At a point in her five-year tenure as a helper at factory number two, Seetha was fed up with being hauled up by her supervisor for every small ‘mistake’. In response, she garnered the strength to take an unexpected step. Once she countered her supervisor: “I’m doing my best to complete the work on time by not even eating lunch. If you can do what you are asking me to, I’ll admit that I’m at fault.” Such a response only elicited more retribution.
When things went beyond control, she reported her supervisor to Munnade Social Organisation, a Bengaluru-based non-profit dedicated to the welfare of women garment workers. The Production Manager was brought in and upon checking Seetha’s machine, he accepted that she was right.
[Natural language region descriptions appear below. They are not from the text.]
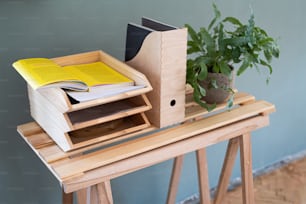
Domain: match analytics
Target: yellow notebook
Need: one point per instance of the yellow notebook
(44, 73)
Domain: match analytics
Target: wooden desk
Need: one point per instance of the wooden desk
(89, 174)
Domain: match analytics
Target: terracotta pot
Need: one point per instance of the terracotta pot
(220, 94)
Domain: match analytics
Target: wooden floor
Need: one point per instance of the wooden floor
(286, 185)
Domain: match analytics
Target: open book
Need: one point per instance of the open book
(82, 82)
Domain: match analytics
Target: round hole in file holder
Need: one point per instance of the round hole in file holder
(172, 102)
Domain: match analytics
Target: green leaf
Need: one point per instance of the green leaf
(202, 91)
(243, 67)
(233, 20)
(203, 71)
(208, 40)
(264, 63)
(216, 68)
(192, 33)
(217, 16)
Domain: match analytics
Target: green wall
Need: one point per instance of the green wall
(50, 28)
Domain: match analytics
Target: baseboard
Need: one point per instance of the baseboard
(194, 199)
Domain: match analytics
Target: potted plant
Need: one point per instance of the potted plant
(214, 53)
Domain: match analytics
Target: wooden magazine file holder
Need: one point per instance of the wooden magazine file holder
(77, 125)
(162, 58)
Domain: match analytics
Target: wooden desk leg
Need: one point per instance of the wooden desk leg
(175, 177)
(67, 198)
(246, 169)
(203, 176)
(97, 194)
(228, 164)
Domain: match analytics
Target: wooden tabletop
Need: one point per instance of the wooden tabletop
(89, 165)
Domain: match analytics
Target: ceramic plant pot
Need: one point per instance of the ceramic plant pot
(220, 94)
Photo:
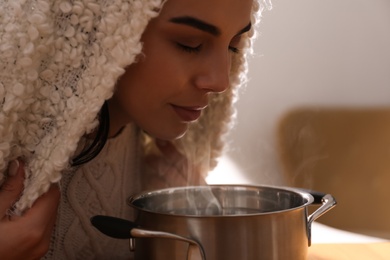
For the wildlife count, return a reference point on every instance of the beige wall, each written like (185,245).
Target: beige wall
(309,52)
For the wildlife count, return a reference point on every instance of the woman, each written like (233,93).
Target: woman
(164,73)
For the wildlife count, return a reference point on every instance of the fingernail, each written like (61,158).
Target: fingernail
(13,168)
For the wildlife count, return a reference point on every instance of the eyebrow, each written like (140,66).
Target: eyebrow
(203,26)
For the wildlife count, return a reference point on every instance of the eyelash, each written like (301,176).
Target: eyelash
(196,49)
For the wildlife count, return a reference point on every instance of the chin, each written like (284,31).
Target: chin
(169,135)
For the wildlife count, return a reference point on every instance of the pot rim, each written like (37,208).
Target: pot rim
(141,195)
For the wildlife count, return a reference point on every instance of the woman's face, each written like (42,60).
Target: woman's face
(187,55)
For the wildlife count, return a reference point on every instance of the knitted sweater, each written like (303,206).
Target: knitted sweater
(102,187)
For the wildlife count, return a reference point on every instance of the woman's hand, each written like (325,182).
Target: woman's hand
(27,236)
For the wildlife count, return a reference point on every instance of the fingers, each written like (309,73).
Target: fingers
(47,204)
(12,187)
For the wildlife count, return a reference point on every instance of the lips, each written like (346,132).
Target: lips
(188,114)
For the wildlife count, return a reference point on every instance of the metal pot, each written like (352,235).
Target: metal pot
(219,222)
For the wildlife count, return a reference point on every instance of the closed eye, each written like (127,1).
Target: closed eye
(234,49)
(190,49)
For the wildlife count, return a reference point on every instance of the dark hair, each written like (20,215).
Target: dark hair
(92,150)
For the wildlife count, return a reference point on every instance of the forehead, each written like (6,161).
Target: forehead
(225,14)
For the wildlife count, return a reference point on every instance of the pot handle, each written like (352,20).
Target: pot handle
(124,229)
(327,201)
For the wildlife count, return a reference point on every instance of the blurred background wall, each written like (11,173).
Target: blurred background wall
(308,53)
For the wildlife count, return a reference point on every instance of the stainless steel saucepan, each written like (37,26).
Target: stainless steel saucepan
(219,222)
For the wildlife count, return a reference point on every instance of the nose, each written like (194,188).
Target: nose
(214,74)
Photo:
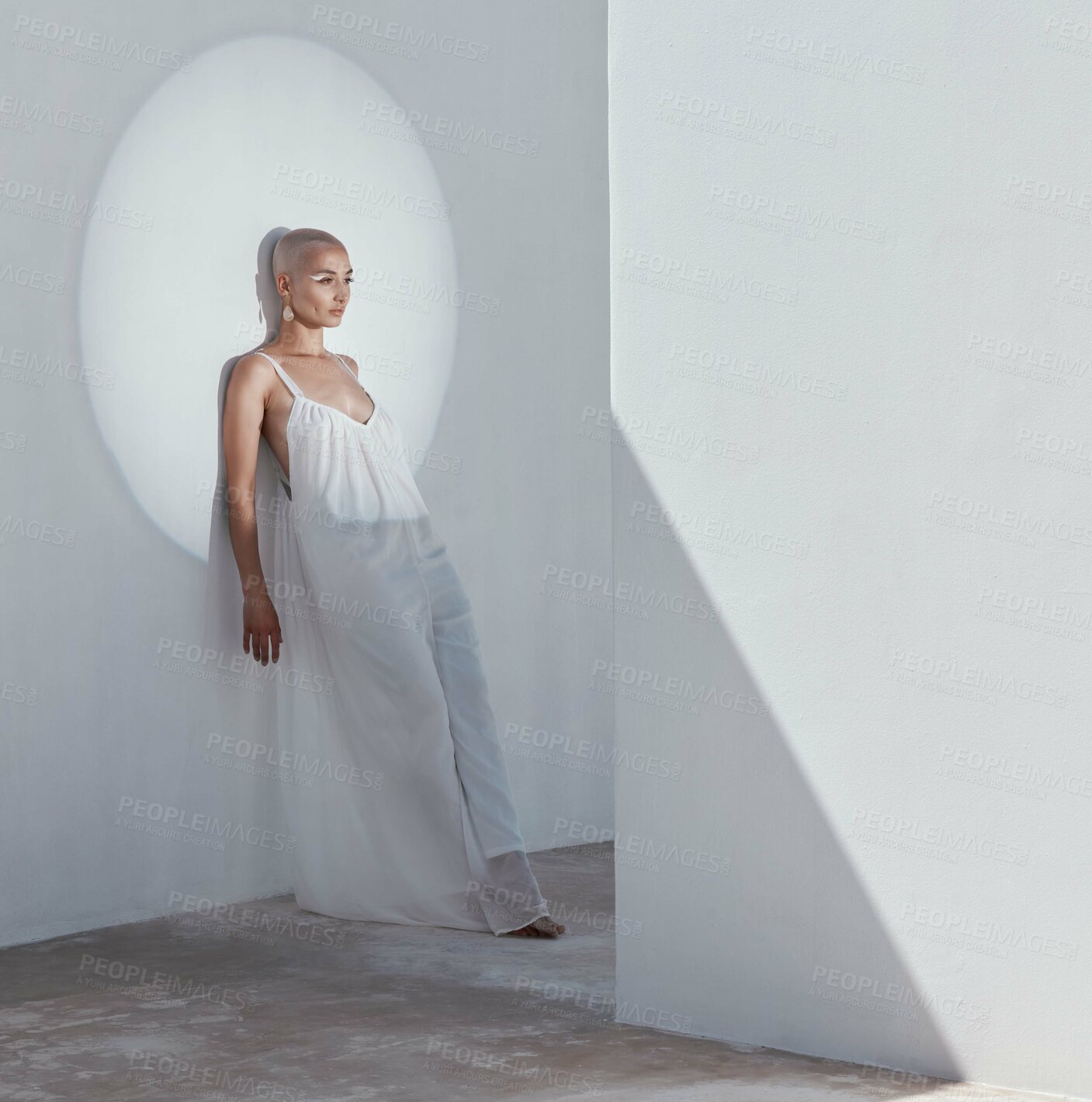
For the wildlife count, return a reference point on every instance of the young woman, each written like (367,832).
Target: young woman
(411,816)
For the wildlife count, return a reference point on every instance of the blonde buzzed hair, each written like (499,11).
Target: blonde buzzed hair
(293,248)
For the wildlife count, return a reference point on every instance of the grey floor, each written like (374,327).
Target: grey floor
(275,1003)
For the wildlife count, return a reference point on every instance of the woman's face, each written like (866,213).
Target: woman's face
(320,293)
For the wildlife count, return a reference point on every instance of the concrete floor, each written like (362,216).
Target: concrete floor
(326,1010)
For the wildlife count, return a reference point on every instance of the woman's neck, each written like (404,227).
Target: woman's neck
(298,341)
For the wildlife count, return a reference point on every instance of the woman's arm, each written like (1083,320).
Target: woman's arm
(244,410)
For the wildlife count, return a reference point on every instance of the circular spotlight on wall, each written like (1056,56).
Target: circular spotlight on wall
(264,133)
He dismissed the supervisor and took her back to work.
New Ways Of Control
Small victories like this remain exceptions, as strategies to systematise a culture of coercion continue. After the pandemic lockdowns, work pressures have intensified. The factory started appointing more female supervisors, touted under the garb of female empowerment. “Female supervisors can harass us more as they even follow us to the washrooms and lunch hall,” says Seetha. “They come inside the washrooms and accuse us of taking breaks.”
Seetha has witnessed how many former friends and peers have changed after being promoted to supervisors. “They don’t have the permission to remain friends and if they talk to some workers differently, they will be termed partial,” she says.
Seetha may not be surprised by these everyday betrayals, but she is not resigned to her fate. During the lockdowns, she engaged in piece-rate work from home for another factory, which did not pay two months’ dues. Seetha decided to change her factory and is now at a marginally better workplace. Here, the latest by which workers can enter the gates is 9:15 am, after which they have to report late coming, whereas, in factory number 2, the gates were shut by 9:05 am. She is also paid the legal rate for overtime work now. Her current role, which involves stitching collars, does not come under a target-based system. These are only small changes, but Seetha feels much more relaxed about work than before.
Salaries across all factories remain abysmally low and hardly rise beyond Rs. 9,500 per month. Seetha has chronic back pain, headache, joint pain, and anaemia. She is the sole breadwinner of her family, as her husband has stopped economically supporting them. The one time her face lights up is when talking about her son, whom she has admitted into a computer science course at a private college. She dreams of a bright future for him, where he is respected at his workplace and free from abuse. And perhaps then, she can finally let go of a career that has taken much more than what it has given her.